Los conceptos de ley y derecho también están en zona de contienda. Hemos aprendido a aceptarlos tal como funcionan en la práctica, pero es que, en la práctica, la supuesta ley es sobre todo la ley del más fuerte y el derecho, el derecho a competir en igualdad de personas y colectivos que no tienen recursos iguales, ni siquiera parecidos. Otras ya han hablado de este tema más y posiblemente mejor, así que no abundaremos mucho: no aspiramos a gobernar a nadie disimuladamente, a base de fuerza e iniciativa; si, al contrario, asumimos asambleas y debates que a veces parecen interminables es porque nuestra cultura política es de respeto, inclusión y acuerdo. Nuestras leyes no están en boletines oficiales o sentencias, sino en acuerdos respetados y en toda una cultura política que puede convertirse, en última instancia, en un pacto social en el sentido en que se ha entendido los últimos siglos. En este sentido, nunca nos cansaremos de decir que la anarquía que algunas defendemos es la ausencia de autoridad, lo cual no implica necesariamente el desorden o el caos y que, al contrario, en esa línea de pacto social, es la única fuente de orden que conocemos. «Orden» no quiere decir para nada que tenga que haber un funcionamiento social especialmente lleno de reglas ni especialmente estricto, pero es importante subrayarlo dada la capacidad del capitalismo de generar caos y dada la herencia estatal que finge cubrir el inmenso caos que genera el mercado con el relativo orden de las reglas emanadas de sus instituciones, la vigilancia de su aparato represivo y demás, rematado con la imagen de las dirigentes del sistema invocando una justicia que no llegará y un orden que ni saben ni quieren construir. En el estado de descomposición social en que nos encontramos, los sectores más conservadores, reaccionarios o directamente tradicionalistas buscan culpables en el dedo que señala la Luna, pero nunca en la Luna.
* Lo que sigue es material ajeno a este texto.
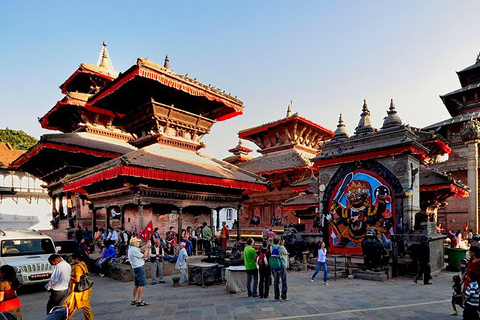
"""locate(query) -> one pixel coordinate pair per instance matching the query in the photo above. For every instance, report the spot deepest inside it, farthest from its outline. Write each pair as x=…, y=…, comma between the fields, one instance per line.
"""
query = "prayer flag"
x=147, y=232
x=408, y=193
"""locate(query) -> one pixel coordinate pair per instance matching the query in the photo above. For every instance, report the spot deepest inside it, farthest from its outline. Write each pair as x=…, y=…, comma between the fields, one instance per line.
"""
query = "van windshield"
x=26, y=247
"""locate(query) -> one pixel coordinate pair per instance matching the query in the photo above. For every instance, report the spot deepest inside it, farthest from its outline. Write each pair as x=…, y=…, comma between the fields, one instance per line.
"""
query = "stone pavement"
x=399, y=298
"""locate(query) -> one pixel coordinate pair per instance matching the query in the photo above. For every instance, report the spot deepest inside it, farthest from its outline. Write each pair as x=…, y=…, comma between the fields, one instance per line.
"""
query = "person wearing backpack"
x=321, y=262
x=78, y=300
x=279, y=269
x=264, y=269
x=249, y=257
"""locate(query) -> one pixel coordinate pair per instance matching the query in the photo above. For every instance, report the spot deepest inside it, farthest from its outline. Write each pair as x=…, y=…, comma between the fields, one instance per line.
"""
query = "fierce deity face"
x=358, y=194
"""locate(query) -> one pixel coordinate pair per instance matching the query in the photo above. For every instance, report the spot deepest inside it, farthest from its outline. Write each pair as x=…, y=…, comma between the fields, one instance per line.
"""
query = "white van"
x=27, y=251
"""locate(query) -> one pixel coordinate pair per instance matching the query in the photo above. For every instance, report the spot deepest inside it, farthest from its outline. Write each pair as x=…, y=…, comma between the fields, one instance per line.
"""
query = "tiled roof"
x=90, y=141
x=302, y=199
x=381, y=140
x=430, y=176
x=8, y=154
x=457, y=119
x=167, y=158
x=281, y=160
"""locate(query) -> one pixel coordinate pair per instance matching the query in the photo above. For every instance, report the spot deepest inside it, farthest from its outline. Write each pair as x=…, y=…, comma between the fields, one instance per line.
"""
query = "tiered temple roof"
x=368, y=143
x=465, y=99
x=285, y=144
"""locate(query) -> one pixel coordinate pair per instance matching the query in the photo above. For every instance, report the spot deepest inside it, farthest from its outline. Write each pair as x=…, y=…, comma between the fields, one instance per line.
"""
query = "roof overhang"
x=83, y=181
x=338, y=159
x=223, y=106
x=248, y=133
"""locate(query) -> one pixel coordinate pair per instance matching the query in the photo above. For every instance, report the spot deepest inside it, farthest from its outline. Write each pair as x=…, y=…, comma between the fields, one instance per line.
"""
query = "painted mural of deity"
x=360, y=201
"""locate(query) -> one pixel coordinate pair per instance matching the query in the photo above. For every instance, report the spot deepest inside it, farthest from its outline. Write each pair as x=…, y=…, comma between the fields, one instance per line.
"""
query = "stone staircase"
x=339, y=266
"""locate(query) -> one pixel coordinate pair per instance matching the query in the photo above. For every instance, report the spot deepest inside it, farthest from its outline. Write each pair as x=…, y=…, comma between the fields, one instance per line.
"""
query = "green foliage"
x=17, y=138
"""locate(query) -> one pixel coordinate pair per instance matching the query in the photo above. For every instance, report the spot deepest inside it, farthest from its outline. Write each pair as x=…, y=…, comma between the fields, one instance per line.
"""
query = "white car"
x=27, y=252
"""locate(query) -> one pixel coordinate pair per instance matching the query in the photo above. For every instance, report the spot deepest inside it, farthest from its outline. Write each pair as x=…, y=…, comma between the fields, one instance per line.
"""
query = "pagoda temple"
x=462, y=132
x=286, y=147
x=380, y=178
x=129, y=149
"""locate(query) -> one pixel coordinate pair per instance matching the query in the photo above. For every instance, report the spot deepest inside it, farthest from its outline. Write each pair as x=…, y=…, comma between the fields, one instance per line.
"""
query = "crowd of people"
x=465, y=288
x=272, y=260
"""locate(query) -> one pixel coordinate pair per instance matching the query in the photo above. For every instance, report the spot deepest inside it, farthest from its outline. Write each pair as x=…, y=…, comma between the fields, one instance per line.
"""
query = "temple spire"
x=364, y=125
x=104, y=60
x=166, y=64
x=392, y=119
x=289, y=110
x=341, y=132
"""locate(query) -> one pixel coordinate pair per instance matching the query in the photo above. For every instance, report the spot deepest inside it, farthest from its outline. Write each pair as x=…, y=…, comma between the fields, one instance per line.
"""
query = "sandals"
x=142, y=303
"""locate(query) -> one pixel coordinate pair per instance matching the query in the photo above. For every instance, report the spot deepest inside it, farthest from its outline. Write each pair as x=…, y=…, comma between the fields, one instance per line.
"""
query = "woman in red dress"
x=9, y=283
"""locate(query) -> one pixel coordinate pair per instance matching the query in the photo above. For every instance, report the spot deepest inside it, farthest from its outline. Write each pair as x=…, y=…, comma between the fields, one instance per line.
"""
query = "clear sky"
x=326, y=56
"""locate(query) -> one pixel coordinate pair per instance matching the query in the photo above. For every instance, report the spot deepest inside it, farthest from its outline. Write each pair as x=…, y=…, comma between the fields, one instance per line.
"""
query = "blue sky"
x=326, y=56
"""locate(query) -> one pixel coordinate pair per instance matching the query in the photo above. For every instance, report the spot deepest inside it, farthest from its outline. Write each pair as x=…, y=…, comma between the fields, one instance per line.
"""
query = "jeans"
x=277, y=275
x=183, y=271
x=102, y=264
x=189, y=247
x=319, y=266
x=264, y=285
x=170, y=258
x=56, y=299
x=208, y=247
x=156, y=270
x=252, y=274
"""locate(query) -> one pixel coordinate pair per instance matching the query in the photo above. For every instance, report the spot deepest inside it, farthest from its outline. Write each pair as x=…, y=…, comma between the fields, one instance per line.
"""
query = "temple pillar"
x=211, y=220
x=54, y=207
x=70, y=206
x=140, y=215
x=471, y=138
x=472, y=167
x=239, y=210
x=180, y=224
x=218, y=217
x=412, y=202
x=122, y=217
x=60, y=206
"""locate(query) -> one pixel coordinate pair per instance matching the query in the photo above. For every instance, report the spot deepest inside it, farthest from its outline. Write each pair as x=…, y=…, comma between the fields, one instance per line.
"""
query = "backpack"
x=85, y=282
x=275, y=261
x=262, y=262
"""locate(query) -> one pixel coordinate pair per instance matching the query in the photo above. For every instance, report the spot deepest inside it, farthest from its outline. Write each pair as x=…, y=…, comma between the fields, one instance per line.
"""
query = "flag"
x=147, y=232
x=408, y=193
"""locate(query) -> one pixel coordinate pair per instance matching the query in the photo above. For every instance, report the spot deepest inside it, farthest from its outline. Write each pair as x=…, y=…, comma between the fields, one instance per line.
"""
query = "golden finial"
x=289, y=109
x=105, y=61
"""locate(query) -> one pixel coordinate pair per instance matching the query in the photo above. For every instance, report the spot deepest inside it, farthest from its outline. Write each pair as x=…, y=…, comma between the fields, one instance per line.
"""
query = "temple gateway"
x=128, y=152
x=129, y=149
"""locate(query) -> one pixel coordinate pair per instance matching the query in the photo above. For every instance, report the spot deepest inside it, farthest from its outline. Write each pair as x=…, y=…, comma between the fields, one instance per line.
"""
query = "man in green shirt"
x=206, y=237
x=249, y=257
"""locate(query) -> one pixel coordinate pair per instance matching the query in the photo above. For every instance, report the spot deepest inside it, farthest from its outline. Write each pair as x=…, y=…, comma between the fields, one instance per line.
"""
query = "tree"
x=17, y=138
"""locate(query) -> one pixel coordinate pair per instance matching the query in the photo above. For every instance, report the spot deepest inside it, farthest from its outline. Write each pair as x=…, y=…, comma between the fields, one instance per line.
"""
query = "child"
x=456, y=294
x=321, y=262
x=463, y=266
x=264, y=268
x=470, y=300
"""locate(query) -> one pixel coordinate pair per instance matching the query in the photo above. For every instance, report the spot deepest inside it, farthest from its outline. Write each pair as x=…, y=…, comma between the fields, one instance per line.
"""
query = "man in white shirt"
x=112, y=235
x=58, y=283
x=136, y=256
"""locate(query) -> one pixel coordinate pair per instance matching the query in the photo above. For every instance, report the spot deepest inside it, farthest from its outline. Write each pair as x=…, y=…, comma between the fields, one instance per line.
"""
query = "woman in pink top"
x=321, y=262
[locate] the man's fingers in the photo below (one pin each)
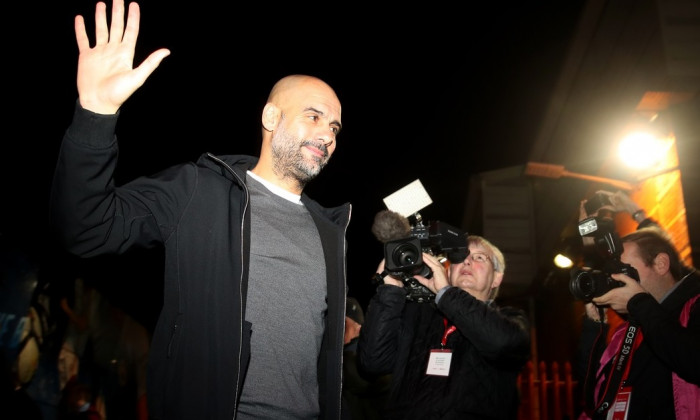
(101, 31)
(150, 64)
(80, 34)
(132, 24)
(117, 26)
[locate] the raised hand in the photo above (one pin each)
(439, 277)
(106, 76)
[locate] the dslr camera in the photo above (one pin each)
(587, 283)
(404, 257)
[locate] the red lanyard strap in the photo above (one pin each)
(620, 367)
(448, 330)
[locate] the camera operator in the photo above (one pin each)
(653, 357)
(456, 357)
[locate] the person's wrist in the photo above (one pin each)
(378, 278)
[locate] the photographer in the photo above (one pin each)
(652, 358)
(456, 357)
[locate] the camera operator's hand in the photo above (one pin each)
(587, 241)
(593, 312)
(388, 279)
(620, 202)
(439, 278)
(618, 297)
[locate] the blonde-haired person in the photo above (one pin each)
(456, 357)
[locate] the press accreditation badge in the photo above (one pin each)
(621, 405)
(439, 362)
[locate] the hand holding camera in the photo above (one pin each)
(618, 297)
(438, 279)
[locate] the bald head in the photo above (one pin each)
(300, 123)
(294, 88)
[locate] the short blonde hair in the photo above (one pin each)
(497, 258)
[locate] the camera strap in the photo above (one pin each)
(629, 339)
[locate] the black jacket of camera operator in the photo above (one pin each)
(587, 283)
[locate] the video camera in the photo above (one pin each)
(587, 283)
(404, 257)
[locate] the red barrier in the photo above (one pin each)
(544, 395)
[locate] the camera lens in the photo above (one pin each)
(584, 283)
(405, 255)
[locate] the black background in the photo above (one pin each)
(430, 92)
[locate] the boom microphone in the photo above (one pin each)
(389, 226)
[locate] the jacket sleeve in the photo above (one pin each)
(501, 335)
(677, 346)
(379, 335)
(90, 214)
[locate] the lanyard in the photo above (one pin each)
(620, 366)
(448, 330)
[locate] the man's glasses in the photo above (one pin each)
(479, 257)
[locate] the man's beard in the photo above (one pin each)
(289, 160)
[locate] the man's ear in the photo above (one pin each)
(270, 116)
(662, 263)
(497, 279)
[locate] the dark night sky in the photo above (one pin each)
(437, 94)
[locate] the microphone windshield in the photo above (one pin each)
(389, 226)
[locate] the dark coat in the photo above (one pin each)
(490, 347)
(666, 347)
(199, 213)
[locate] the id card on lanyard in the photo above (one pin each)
(440, 359)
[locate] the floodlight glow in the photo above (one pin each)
(588, 226)
(641, 150)
(562, 261)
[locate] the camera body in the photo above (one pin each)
(404, 257)
(587, 283)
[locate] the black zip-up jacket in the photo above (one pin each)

La inmigración, el lumpen, el mestizaje étnico o el relativismo cultural tienen que ser culpables del desorden que perciben, incapaces como se ven de asumir la necesidad de otra cosa. Por ejemplo, de construir entre todas un nuevo orden económico y político desde el aquí y ahora.

Preguntas sin respuesta (II): ¿cuál es el sujeto político?

En la práctica, ¿existe ese pueblo español de que nos hablan o, al menos, esos pueblos españoles? ¿Existe ese supuesto sujeto colectivo?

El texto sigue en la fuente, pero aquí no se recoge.